I bought the R4 Minima so that I could use it in a project for my track car where I want to display certain data from the vehicle CAN onto an OLED screen, and also use it to drive an air-core gauge.
First problem I have is that the Adafruit OLED that I have bought works in SPI on my R3 but doesn't work on my R4... but I'll ignore that issue for now.
I have used an MCP2551 CAN transceiver which I have connected as per below -
...and used the CAN read sketch from this example -
Set my rate to 500k (which I know for fact is the rate for my car), connected it up to the CAN network and nothing is printing to the Serial Monitor.
I'm a beginner at best so I've just been searching everywhere online for anything that might give me a clue as to what could be going wrong. I don't know if perhaps I'm being naïve in thinking I could use that sketch to read the CAN stream (although with it being a standard protocol, I would have expected it to know what it's looking for?).
This thread here seems to suggest that at the moment CAN is only operating with 29 bit IDs... Is that correct? If so I wonder if that could be my problem as I know for certain that my car uses 11-bit IDs.
This below seems to suggest that 11-bit is being added? Am I understanding that correctly? Reading through it I don't understand half of what is being discussed....
That is correct. The work was completed earlier today.

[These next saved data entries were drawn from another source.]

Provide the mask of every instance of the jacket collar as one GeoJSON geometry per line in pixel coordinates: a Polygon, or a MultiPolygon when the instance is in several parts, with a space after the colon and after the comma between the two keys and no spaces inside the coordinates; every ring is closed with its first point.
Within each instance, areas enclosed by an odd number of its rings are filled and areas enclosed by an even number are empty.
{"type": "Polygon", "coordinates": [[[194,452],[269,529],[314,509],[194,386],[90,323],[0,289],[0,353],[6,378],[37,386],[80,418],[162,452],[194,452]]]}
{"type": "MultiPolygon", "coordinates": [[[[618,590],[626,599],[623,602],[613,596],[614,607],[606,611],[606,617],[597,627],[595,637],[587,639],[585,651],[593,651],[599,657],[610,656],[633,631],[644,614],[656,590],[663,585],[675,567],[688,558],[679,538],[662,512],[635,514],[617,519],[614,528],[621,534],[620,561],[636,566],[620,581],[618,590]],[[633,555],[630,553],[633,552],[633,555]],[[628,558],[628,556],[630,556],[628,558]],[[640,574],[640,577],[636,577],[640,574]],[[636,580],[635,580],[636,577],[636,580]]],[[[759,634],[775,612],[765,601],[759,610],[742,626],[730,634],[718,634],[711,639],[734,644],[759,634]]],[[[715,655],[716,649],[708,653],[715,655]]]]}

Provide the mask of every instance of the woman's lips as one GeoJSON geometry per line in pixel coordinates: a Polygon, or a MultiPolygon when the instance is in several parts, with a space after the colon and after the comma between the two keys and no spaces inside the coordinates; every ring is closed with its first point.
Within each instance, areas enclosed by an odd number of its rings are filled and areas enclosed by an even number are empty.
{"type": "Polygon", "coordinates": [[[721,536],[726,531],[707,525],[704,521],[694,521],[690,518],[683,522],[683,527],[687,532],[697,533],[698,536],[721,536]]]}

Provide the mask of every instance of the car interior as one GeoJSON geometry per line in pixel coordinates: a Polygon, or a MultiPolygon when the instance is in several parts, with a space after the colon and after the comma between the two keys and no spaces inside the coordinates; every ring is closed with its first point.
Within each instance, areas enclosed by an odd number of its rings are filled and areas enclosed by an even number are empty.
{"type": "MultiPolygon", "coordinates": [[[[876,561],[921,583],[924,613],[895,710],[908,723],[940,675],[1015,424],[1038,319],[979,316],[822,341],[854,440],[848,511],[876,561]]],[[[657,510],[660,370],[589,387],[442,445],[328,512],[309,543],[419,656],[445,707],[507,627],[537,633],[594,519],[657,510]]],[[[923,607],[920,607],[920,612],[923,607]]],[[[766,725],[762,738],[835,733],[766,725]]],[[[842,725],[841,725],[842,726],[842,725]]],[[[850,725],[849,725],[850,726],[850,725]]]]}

However, there hasn't been a release of the "Arduino UNO R4 Boards" platform since that time so you'll have to wait until the next release comes out before the 11-bit support will be available to the users of the release version of the platform.
Just tagging this on the end here - not sure if it might be better to post this as a new question somewhere else, but I don't know where on the forum it should go?
In my CAN stream I have about 15 unique IDs but I am only interested in 2 or 3 of them.
Is it possible to filter what gets written to the temp buffer based on the IDs?
I assume that it would be significantly lighter work on the hardware to only write the stuff that is wanted to memory rather than every single message.